Even as they finally fled Mariupol, aiming to reach trains heading west to safety, Russian soldiers at checkpoints made a chilling suggestion: It would be better to go to the Russian-occupied city of Melitopol or the Russian-annexed Crimean Peninsula instead.

It’s a suggestion that residents found ludicrous after the Russians on Wednesday bombed a Mariupol theater where children and others were sheltering, and after authorities today said an art school holding hundreds of people in Mariupol had been bombed.

For hours on today’s train journey, survivors shared their experiences with fellow passengers. Even residents of other Ukrainian cities that have been battered or occupied by the Russians see Mariupol as a horror apart.

One resident of Melitopol, Yelena Sovchyuk, shared a train compartment with a Mariupol family. She bought them food, she said. They had nothing, only a small bag.

“Everyone from there is in deep shock,” Sovchyuk said.

She recalled seeing convoys from the besieged city on the road. “There’s a way to tell a Mariupol car,” she said. “They have no glass in their windows.”
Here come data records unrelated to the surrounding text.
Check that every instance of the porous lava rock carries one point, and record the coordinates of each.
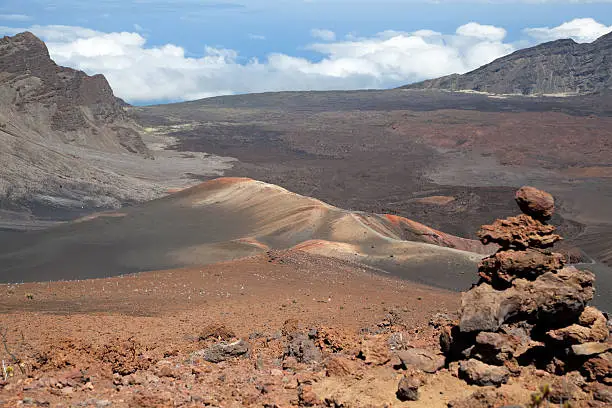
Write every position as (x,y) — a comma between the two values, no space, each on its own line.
(408,388)
(520,232)
(528,307)
(535,203)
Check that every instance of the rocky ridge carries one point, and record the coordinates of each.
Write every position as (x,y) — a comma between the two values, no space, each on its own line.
(557,67)
(69,146)
(528,309)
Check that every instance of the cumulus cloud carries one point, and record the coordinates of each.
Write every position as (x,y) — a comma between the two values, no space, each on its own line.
(580,30)
(257,37)
(322,34)
(141,73)
(15,17)
(484,32)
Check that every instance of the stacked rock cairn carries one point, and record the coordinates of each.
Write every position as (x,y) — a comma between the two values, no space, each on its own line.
(528,309)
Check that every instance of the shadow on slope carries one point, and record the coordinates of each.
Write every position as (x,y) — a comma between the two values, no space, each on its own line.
(230,218)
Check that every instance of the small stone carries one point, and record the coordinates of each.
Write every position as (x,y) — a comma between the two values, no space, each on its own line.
(307,397)
(602,392)
(408,389)
(216,331)
(421,359)
(374,350)
(535,203)
(166,371)
(590,349)
(303,349)
(479,373)
(495,348)
(562,390)
(340,366)
(598,368)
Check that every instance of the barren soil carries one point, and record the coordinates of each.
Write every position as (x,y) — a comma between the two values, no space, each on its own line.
(79,341)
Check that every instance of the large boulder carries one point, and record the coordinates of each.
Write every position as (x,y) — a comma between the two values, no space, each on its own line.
(478,373)
(552,297)
(495,348)
(503,267)
(224,351)
(592,327)
(421,359)
(535,203)
(519,232)
(408,388)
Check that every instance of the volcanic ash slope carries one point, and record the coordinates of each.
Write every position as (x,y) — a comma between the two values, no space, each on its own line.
(230,218)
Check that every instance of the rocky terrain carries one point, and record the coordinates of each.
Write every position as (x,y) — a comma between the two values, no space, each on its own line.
(561,67)
(227,219)
(446,160)
(67,143)
(288,328)
(528,308)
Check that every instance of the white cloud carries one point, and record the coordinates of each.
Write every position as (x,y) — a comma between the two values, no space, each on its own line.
(485,32)
(580,30)
(141,73)
(15,17)
(322,34)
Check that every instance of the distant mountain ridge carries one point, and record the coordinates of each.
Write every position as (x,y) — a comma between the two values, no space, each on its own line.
(557,67)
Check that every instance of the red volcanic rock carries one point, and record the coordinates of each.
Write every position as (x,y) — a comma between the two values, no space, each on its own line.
(552,296)
(503,267)
(535,203)
(519,232)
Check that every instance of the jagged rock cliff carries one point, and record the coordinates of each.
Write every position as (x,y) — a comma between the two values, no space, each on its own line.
(58,126)
(557,67)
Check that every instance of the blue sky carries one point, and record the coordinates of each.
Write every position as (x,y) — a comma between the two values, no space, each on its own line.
(207,48)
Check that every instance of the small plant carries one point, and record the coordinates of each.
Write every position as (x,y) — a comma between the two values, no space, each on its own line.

With deep disdain, Sovchyuk said Russian soldiers amid such devastation were still encouraging Ukrainians to come to Russia, claiming it would be for their safety.

The Mariupol City Council has asserted that several thousand residents were taken into Russia against their will over the past week. On Sunday, the Russia-backed separatists in eastern Ukraine said 2,973 people had been “evacuated” from Mariupol since March 5, including 541 over the last 24 hours.

The train of survivors on Sunday afternoon approached the central station of Lviv, the city near Poland that has absorbed an estimated 200,000 people fleeing other areas of Ukraine. As they climbed off one by one into the arms of family and friends after weeks of fearing for their lives, some Mariupol survivors wept.

A mother embraced a red-faced, teary teenage boy at the foot of the steps. An elderly woman in a kerchief, helped off the train, walked away in silence. Another stood motionless among her bags, blinking behind thick glasses. Her neighbor, who fled with her, described cars in their convoy coming under fire.

Her hair askew, clutched by family, Olga Nikitina cried on the platform.

“They began to destroy our city, completely, house after house,” the young woman said. “Battles took place over every street. Every house became a target.”

Gunshots blew out the windows. When the temperatures in her apartment dropped below freezing. Nikitina moved in with her godmother, who has cancer and takes care of her elderly father. Ukrainian soldiers later came and warned them that their house would come under fire.

“Either hide or move out,” the soldiers said.

Nikitina left. The others were too fragile to flee. Now, like so many Mariupol survivors who escaped, she doesn’t know the fate of those left behind.